Reproductive Nondiscrimination Ordinance protects women

  

By Kirstin Palovick, Organizing and Policy Associate, NARAL Pro-Choice Missouri

 

Governor Eric Greitens announced over a month ago a special session targeting the NARAL-backed Reproductive Nondiscrimination Ordinance passed in the City of St. Louis and the protections it provides to women and families in making their reproductive health decisions.

Since the passage of this bill in February, anti-choice legislators have continued their ill-informed assault on the ordinance, attempting to pass bills in Jefferson City that target Missouri women and families instead of further protecting them from discrimination.

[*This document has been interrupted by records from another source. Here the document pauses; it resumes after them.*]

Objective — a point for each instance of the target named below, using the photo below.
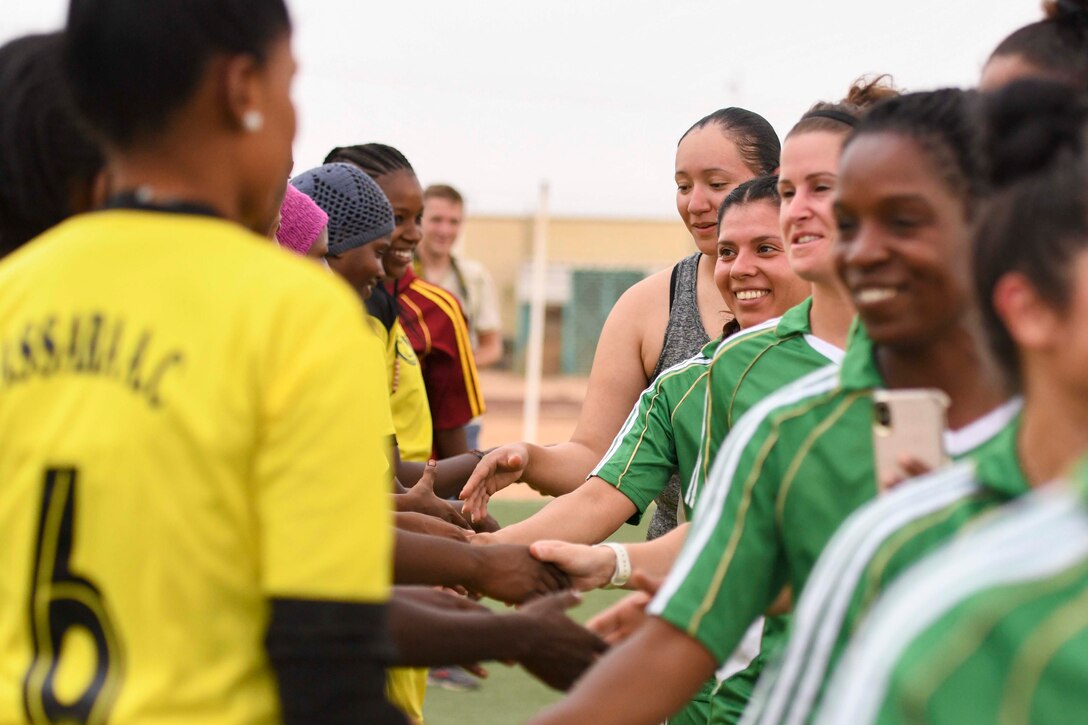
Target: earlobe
(1030, 321)
(242, 93)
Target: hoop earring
(252, 121)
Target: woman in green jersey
(1031, 278)
(910, 180)
(660, 321)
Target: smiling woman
(753, 272)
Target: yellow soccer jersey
(411, 415)
(192, 421)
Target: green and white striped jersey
(664, 431)
(992, 628)
(793, 468)
(874, 547)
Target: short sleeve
(642, 457)
(321, 470)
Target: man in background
(469, 281)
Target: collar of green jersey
(794, 321)
(858, 364)
(998, 465)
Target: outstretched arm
(589, 515)
(625, 357)
(505, 573)
(605, 696)
(590, 567)
(539, 636)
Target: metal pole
(538, 302)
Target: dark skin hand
(428, 525)
(506, 573)
(422, 499)
(539, 636)
(449, 478)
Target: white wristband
(622, 570)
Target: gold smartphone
(907, 424)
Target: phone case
(907, 422)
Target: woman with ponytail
(990, 627)
(1054, 48)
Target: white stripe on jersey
(632, 418)
(818, 617)
(833, 356)
(1015, 548)
(725, 467)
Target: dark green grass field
(509, 695)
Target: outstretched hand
(509, 574)
(558, 650)
(422, 500)
(588, 567)
(494, 472)
(622, 618)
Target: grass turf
(509, 695)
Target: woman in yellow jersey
(194, 471)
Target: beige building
(504, 245)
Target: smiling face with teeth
(806, 182)
(904, 241)
(752, 271)
(406, 196)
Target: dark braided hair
(1056, 45)
(1036, 222)
(133, 63)
(944, 123)
(374, 159)
(754, 137)
(47, 158)
(761, 188)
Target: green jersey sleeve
(643, 455)
(732, 564)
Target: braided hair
(48, 160)
(1036, 222)
(754, 137)
(374, 159)
(944, 123)
(1056, 45)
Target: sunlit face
(753, 272)
(903, 241)
(266, 151)
(708, 167)
(806, 182)
(406, 196)
(442, 223)
(362, 266)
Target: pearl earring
(252, 121)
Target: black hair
(132, 63)
(1036, 222)
(754, 137)
(761, 188)
(944, 123)
(374, 159)
(1058, 45)
(842, 118)
(47, 157)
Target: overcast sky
(495, 96)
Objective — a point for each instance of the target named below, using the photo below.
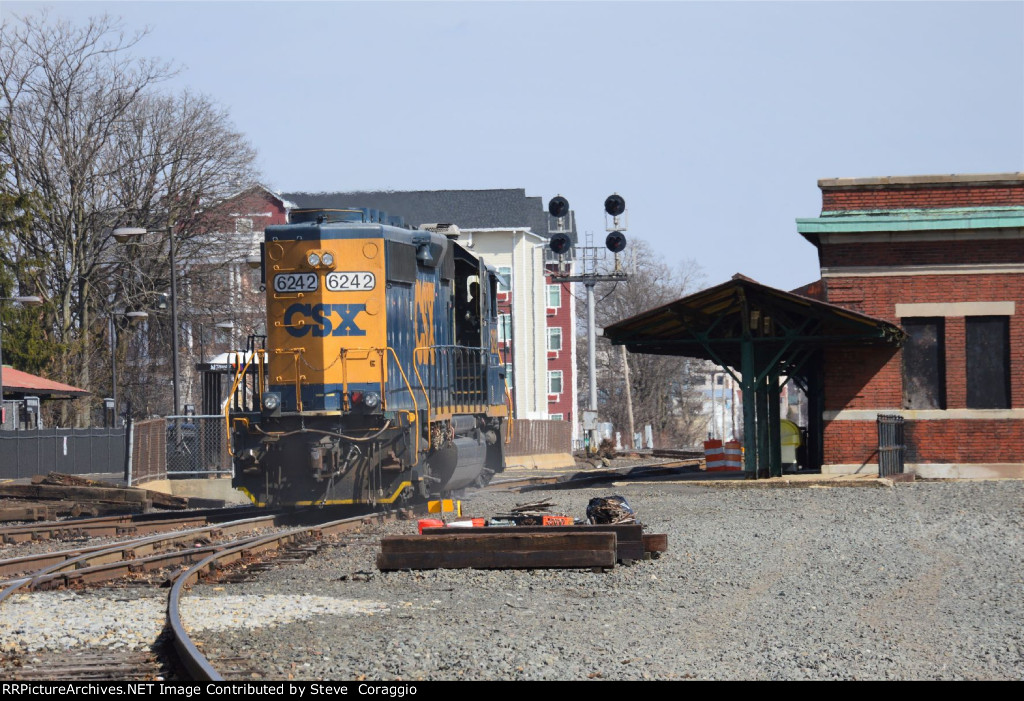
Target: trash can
(790, 440)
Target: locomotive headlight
(271, 401)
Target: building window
(554, 296)
(555, 382)
(988, 362)
(925, 363)
(554, 339)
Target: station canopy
(759, 335)
(22, 384)
(717, 323)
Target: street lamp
(132, 317)
(125, 234)
(31, 300)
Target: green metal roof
(913, 220)
(784, 326)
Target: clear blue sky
(715, 121)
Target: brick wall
(870, 379)
(946, 441)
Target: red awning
(16, 382)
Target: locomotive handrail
(239, 374)
(508, 398)
(416, 368)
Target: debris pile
(610, 510)
(528, 536)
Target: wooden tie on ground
(461, 549)
(41, 500)
(520, 548)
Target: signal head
(560, 244)
(614, 205)
(558, 207)
(615, 242)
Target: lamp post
(125, 234)
(31, 300)
(132, 316)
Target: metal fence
(891, 444)
(179, 447)
(70, 451)
(537, 437)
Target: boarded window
(988, 362)
(925, 363)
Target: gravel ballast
(914, 581)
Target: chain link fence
(179, 447)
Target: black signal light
(615, 242)
(558, 207)
(614, 205)
(560, 244)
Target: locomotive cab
(380, 381)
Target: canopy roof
(26, 384)
(713, 324)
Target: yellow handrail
(239, 374)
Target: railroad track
(116, 526)
(219, 554)
(667, 468)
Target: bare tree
(99, 146)
(666, 390)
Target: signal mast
(588, 258)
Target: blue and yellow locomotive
(380, 381)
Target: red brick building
(942, 257)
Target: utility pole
(561, 245)
(629, 396)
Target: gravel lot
(915, 581)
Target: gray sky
(715, 121)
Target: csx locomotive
(380, 381)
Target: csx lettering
(324, 319)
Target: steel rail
(195, 662)
(118, 525)
(84, 566)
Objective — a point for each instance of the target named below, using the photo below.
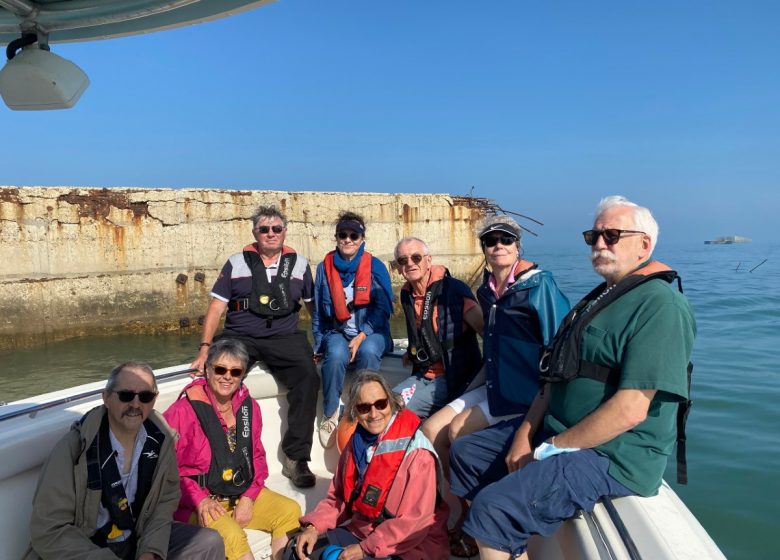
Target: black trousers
(289, 358)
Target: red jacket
(194, 454)
(418, 530)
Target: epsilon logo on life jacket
(245, 420)
(114, 533)
(371, 497)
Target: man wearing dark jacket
(111, 484)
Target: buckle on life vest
(240, 304)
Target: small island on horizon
(728, 240)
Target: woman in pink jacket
(383, 501)
(222, 460)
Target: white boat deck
(660, 527)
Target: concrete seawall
(87, 260)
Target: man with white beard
(617, 377)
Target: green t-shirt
(648, 334)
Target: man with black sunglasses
(614, 400)
(260, 289)
(443, 319)
(112, 483)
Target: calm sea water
(733, 436)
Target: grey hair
(410, 239)
(142, 366)
(364, 377)
(502, 219)
(267, 212)
(228, 347)
(643, 218)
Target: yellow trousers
(273, 513)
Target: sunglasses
(144, 396)
(352, 235)
(416, 259)
(266, 229)
(611, 235)
(222, 370)
(494, 240)
(365, 408)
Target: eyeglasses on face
(266, 229)
(365, 408)
(144, 396)
(611, 235)
(222, 370)
(352, 235)
(416, 259)
(493, 240)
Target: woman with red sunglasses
(382, 501)
(221, 458)
(353, 301)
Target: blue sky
(542, 106)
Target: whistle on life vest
(115, 532)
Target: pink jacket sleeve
(181, 417)
(330, 511)
(258, 454)
(413, 502)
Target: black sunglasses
(144, 396)
(222, 370)
(266, 229)
(416, 259)
(365, 408)
(611, 235)
(494, 240)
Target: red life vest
(369, 499)
(362, 285)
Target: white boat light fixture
(37, 79)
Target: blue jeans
(532, 501)
(429, 395)
(335, 360)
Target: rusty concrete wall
(85, 260)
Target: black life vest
(103, 474)
(270, 300)
(370, 496)
(562, 362)
(231, 472)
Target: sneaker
(298, 472)
(327, 430)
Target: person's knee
(456, 426)
(208, 540)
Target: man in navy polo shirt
(260, 288)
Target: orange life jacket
(370, 497)
(361, 286)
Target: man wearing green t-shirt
(617, 371)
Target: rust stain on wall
(96, 204)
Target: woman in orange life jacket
(353, 301)
(383, 500)
(221, 458)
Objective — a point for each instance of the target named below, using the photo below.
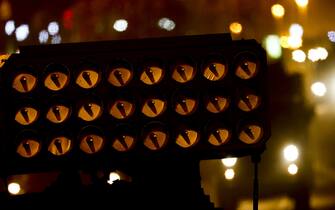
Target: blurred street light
(229, 162)
(235, 27)
(301, 3)
(319, 89)
(291, 153)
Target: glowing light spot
(272, 46)
(294, 42)
(291, 153)
(229, 174)
(167, 24)
(113, 176)
(296, 30)
(319, 89)
(301, 3)
(22, 32)
(43, 36)
(235, 27)
(292, 169)
(53, 28)
(277, 11)
(68, 19)
(5, 10)
(120, 25)
(10, 27)
(229, 162)
(14, 188)
(331, 36)
(299, 56)
(56, 39)
(284, 42)
(313, 55)
(323, 53)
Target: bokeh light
(294, 42)
(43, 36)
(331, 36)
(284, 42)
(22, 32)
(120, 25)
(14, 188)
(272, 46)
(235, 27)
(292, 169)
(113, 176)
(229, 174)
(277, 10)
(57, 39)
(53, 28)
(10, 27)
(291, 153)
(167, 24)
(316, 54)
(319, 89)
(229, 162)
(301, 3)
(296, 30)
(299, 56)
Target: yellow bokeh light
(278, 11)
(294, 42)
(229, 162)
(301, 3)
(291, 153)
(296, 30)
(235, 27)
(284, 42)
(319, 89)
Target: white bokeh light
(272, 46)
(292, 169)
(10, 27)
(319, 89)
(277, 10)
(14, 188)
(167, 24)
(299, 56)
(43, 36)
(53, 28)
(229, 174)
(229, 162)
(120, 25)
(113, 176)
(22, 32)
(301, 3)
(291, 153)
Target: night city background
(297, 170)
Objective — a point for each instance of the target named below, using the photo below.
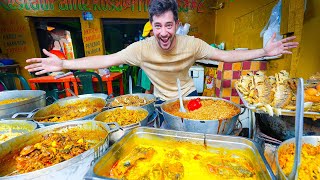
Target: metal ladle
(298, 129)
(182, 109)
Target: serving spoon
(182, 109)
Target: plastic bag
(273, 25)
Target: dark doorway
(71, 28)
(119, 33)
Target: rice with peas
(124, 116)
(210, 110)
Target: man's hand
(279, 47)
(43, 65)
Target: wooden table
(107, 79)
(50, 79)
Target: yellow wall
(239, 24)
(309, 59)
(19, 40)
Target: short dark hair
(158, 7)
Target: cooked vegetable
(209, 110)
(10, 101)
(130, 100)
(310, 160)
(124, 116)
(181, 160)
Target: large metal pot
(149, 107)
(74, 168)
(46, 111)
(17, 127)
(313, 140)
(283, 127)
(213, 126)
(37, 100)
(122, 130)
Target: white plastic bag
(273, 25)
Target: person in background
(57, 46)
(165, 56)
(145, 81)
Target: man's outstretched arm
(271, 49)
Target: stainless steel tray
(216, 141)
(74, 168)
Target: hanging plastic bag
(183, 30)
(273, 25)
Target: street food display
(50, 147)
(310, 160)
(68, 111)
(6, 136)
(273, 94)
(10, 129)
(130, 100)
(124, 116)
(209, 110)
(157, 156)
(10, 101)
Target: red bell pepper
(194, 104)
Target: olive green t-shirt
(164, 67)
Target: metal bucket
(122, 130)
(313, 140)
(224, 126)
(283, 127)
(149, 107)
(74, 168)
(46, 111)
(37, 100)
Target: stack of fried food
(271, 94)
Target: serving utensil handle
(298, 129)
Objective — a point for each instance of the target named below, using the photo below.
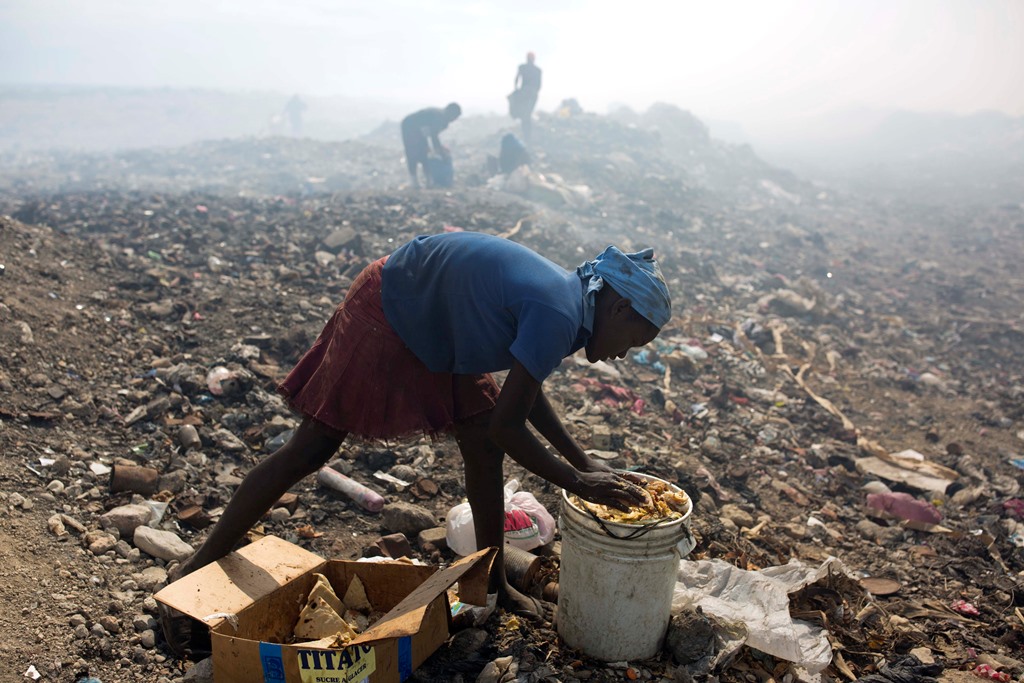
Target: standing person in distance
(420, 131)
(527, 86)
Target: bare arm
(508, 429)
(545, 420)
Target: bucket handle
(635, 534)
(686, 545)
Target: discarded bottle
(368, 499)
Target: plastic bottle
(368, 499)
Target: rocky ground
(841, 379)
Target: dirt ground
(815, 335)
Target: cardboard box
(251, 600)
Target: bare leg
(484, 479)
(306, 452)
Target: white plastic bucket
(614, 592)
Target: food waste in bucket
(619, 571)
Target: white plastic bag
(527, 523)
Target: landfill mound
(841, 384)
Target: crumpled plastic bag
(759, 600)
(527, 523)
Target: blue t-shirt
(470, 303)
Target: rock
(99, 543)
(143, 622)
(163, 545)
(27, 338)
(882, 535)
(202, 672)
(174, 481)
(110, 624)
(280, 515)
(147, 639)
(407, 518)
(690, 637)
(502, 670)
(152, 579)
(188, 437)
(436, 537)
(225, 440)
(344, 238)
(126, 518)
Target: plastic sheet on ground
(759, 600)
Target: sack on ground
(527, 523)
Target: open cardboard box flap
(239, 579)
(407, 616)
(246, 575)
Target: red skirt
(359, 378)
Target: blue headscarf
(636, 276)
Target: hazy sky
(762, 62)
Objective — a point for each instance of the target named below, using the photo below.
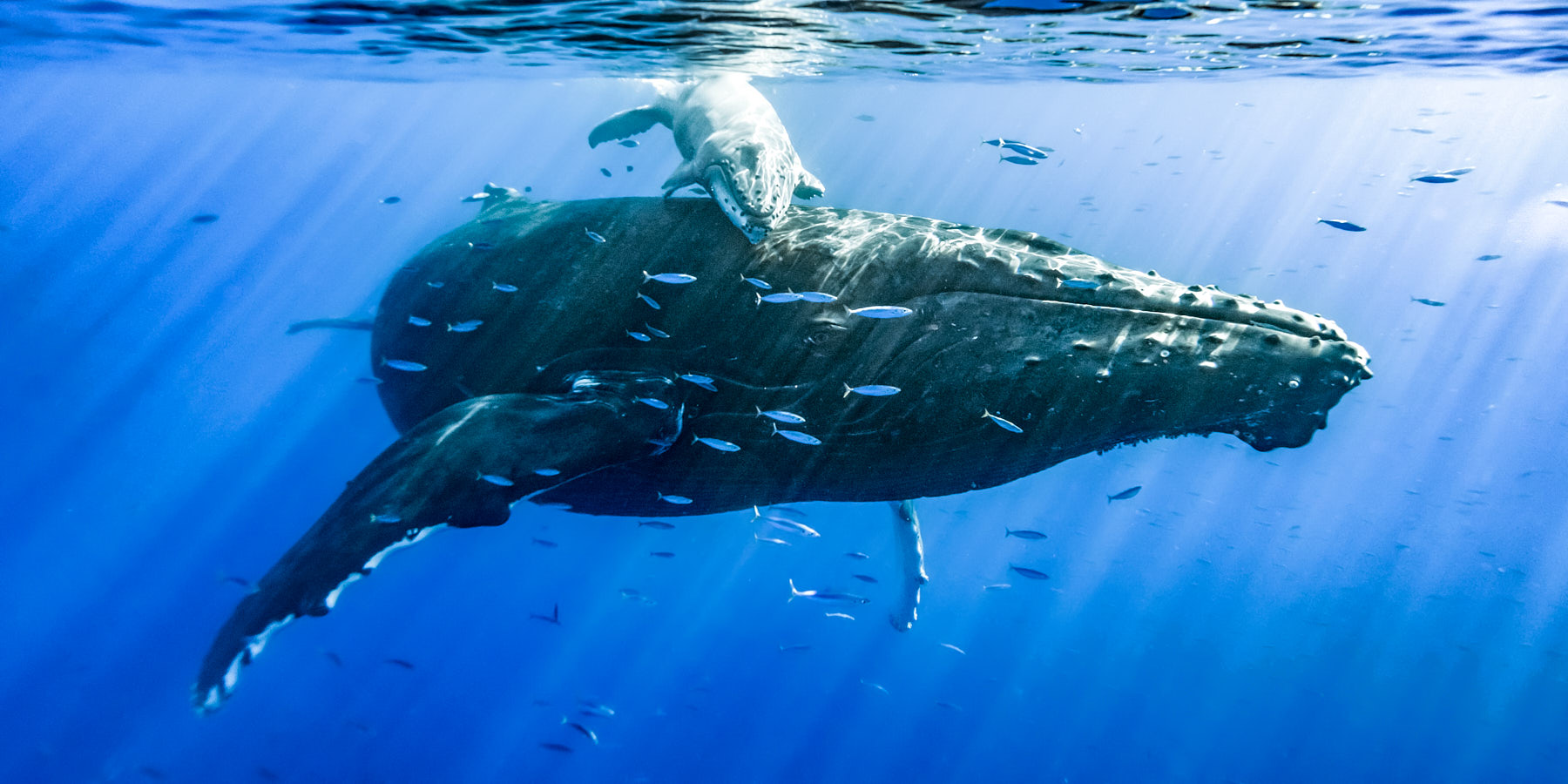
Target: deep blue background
(1385, 604)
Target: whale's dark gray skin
(556, 400)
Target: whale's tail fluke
(463, 468)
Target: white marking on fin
(331, 598)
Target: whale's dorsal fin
(629, 123)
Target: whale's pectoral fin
(809, 187)
(907, 531)
(462, 468)
(684, 174)
(627, 123)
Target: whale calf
(733, 145)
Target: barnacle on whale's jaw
(753, 192)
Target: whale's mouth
(723, 190)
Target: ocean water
(1385, 604)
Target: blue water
(1383, 604)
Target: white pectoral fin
(809, 187)
(627, 123)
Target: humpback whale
(1007, 353)
(733, 145)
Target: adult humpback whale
(618, 355)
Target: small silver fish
(882, 311)
(1003, 422)
(719, 444)
(872, 389)
(1125, 494)
(1029, 151)
(792, 527)
(1341, 225)
(797, 436)
(668, 278)
(823, 596)
(700, 380)
(1023, 533)
(781, 416)
(585, 731)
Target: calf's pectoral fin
(809, 187)
(684, 174)
(627, 123)
(911, 562)
(462, 468)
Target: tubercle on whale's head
(753, 186)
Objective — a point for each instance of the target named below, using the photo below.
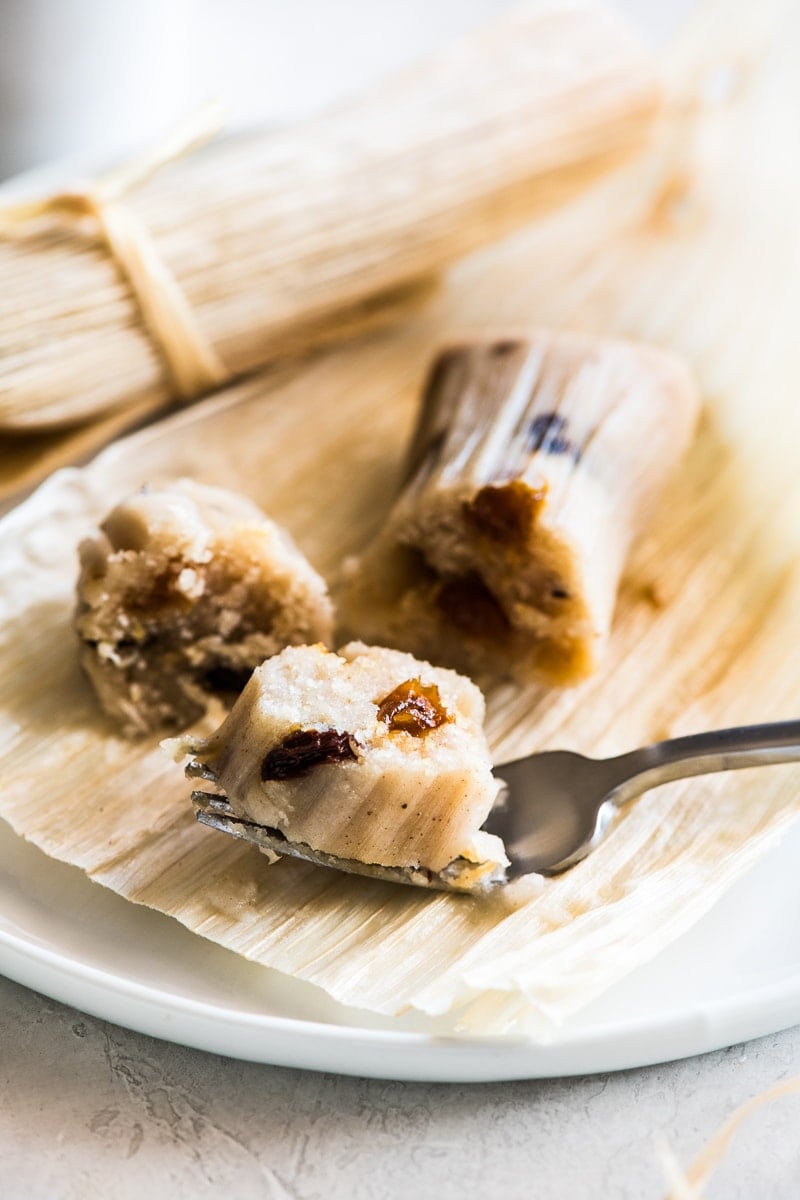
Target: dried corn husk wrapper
(256, 247)
(695, 250)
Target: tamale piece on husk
(367, 760)
(705, 631)
(272, 241)
(534, 463)
(182, 592)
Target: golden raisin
(504, 514)
(413, 707)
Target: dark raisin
(505, 347)
(413, 707)
(301, 751)
(226, 681)
(504, 514)
(469, 605)
(546, 432)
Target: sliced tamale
(181, 593)
(367, 756)
(534, 463)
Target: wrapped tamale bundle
(534, 463)
(256, 246)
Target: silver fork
(558, 805)
(555, 805)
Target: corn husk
(268, 237)
(696, 252)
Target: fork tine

On July 10, The Missouri Times published a piece by Representative Hannah Kelly in which she further articulates the many misconceptions about the St. Louis ordinance.

Throughout the article, Representative Kelly attacks the ordinance, arguing that it forces religiously-based maternity homes to hire pro-choice activists. This is not true. The purpose of this bill is to protect women from discrimination based on reproductive health decisions, not about protecting individuals based on their beliefs.

The Reproductive Nondiscrimination Ordinance is about protecting women and families from discrimination in employment and housing based on the private, reproductive health decisions that they make. This means that employers must hire someone based on their merit, not for having an abortion. The ordinance makes it illegal for landlords to refuse to rent to someone simply for being a single mother. And this ordinance does not allow for an employer or a realtor to use religion as a tool to discriminate against a woman or family for the reproductive choices that they make.

If Governor Greitens wants to continue spending taxpayer dollars on a special session (it is already estimated at $139,000), legislators like Representative Kelly should be talking about the immediate needs of Missouri families, such as expanding Medicaid, lowering the infant and maternal mortality rate and tackling the growth of food insecurity. It is insulting that the Missouri legislature and the governor are continuing their attempt to roll back protections that the St. Louis Board of Aldermen saw fit for their constituents.